Zum Schluß möchte ich noch folgendes sagen: Wir erwarten, daß im Plenum in der deutschen Kommission die Probleme gestellt, der innerparteiliche Kurs richtig entschieden und die Grundlage für einen weiteren Vormarsch der Partei geschaffen werden. Die politische Situation gibt uns Möglichkeiten, noch stärker zu werden als bisher, die äußere Front und die Peripherie der Partei zu aktivieren. Die erste Etappe haben wir überwunden, die zweite Etappe steht vor uns. Sie bedeutet innere Konsolidierung, Verstärkung der Mobilisierung der Massen, Aktivierung für die gestellten Aufgaben in der Gegenwart und der Zukunft, erhöhte Kampfmaßnahmen. Diese zweite Etappe, die vor uns steht ‑ in einer verhältnismäßig günstigen Entwicklung ‑, wird der Partei die Aufgabe stellen, den Parteitag ernsthaft vorzubereiten. Wir werden ein neues ZK zu bilden haben, in das neue proletarische Elemente hineinkommen, die mit innerer Überzeugung, mit Energie und Fleiß bemüht sind, alles zu tun, um nicht nur auf innerparteilichem Gebiete für unsere politische Linie zu kämpfen, sondern die auch die außerparteilichen Fortschritte zur Verstärkung der revolutionären Klassenfront anzuwenden verstehen. Wenn die Partei stärker wäre, wenn der Funktionärstab wirklich eine bolschewistische Grundlage gehabt hätte, wenn wir in den Betrieben und Gewerkschaften mehr organisatorische Stützpunkte gehabt hätten, hätten wir die Erfolge unserer Politik viel mehr ausnützen können, als es in den letzten Monaten der Fall war. Heute sind die Krankheitserscheinungen in der deutschen Partei noch sehr stark. Bevor sie nicht endgültig beseitigt sind, werden wir auf bestimmten Gebieten natürlich nicht so in der Lage sein, das durchzusetzen, was wir wollen und hoffen. Aber durch die allmähliche Konsolidierung in der Führung, durch die Herausbildung von neuen proletarischen Elementen, dadurch, daß wir in jeder Beziehung im täglichen Kampfe gemeinsam mit dem Proletariat gegen die Bourgeoisie und die SPD wachsen, glauben wir, daß wir in der Entwicklung, in dieser günstigen politischen Situation für die Partei die Möglichkeit schaffen, ernste Maßnahmen zum Siege der deutschen Arbeiterklasse durchzuführen.

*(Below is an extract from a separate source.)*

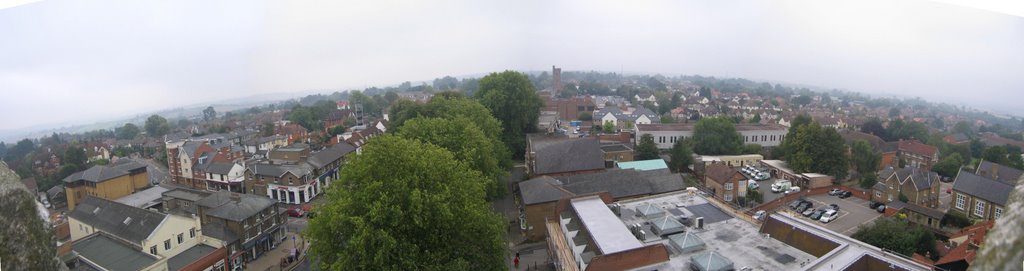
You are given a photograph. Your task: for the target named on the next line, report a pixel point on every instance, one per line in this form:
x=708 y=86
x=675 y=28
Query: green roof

Auf diesem Wege befinden wir uns, diese Basis müssen wir stärken, wir müssen unsere Kampffront erweitern und auch außerhalb der Kommunistischen Partei die rote Klassenfront verstärken, damit wir die zukünftigen Aufgaben im revolutionären Kampf erfüllen können. Von Etappe zu Etappe werden wir die deutsche Arbeiterklasse erobern und zum Siege führen.

 

 

 

 

 



[1]. Cf. http://www.deutsche-kommunisten.de/Ernst_Thaelmann/Band1/thaelmann-band1-040.shtml.

[2]. Gemeint ist der "Offene Brief" des Exekutivkomitees der Kommunistischen Internationale an alle Organisationen und die Mitglieder der KPD, der in der "Roten Fahne" vom 1. September 1925 veröffentlicht wurde.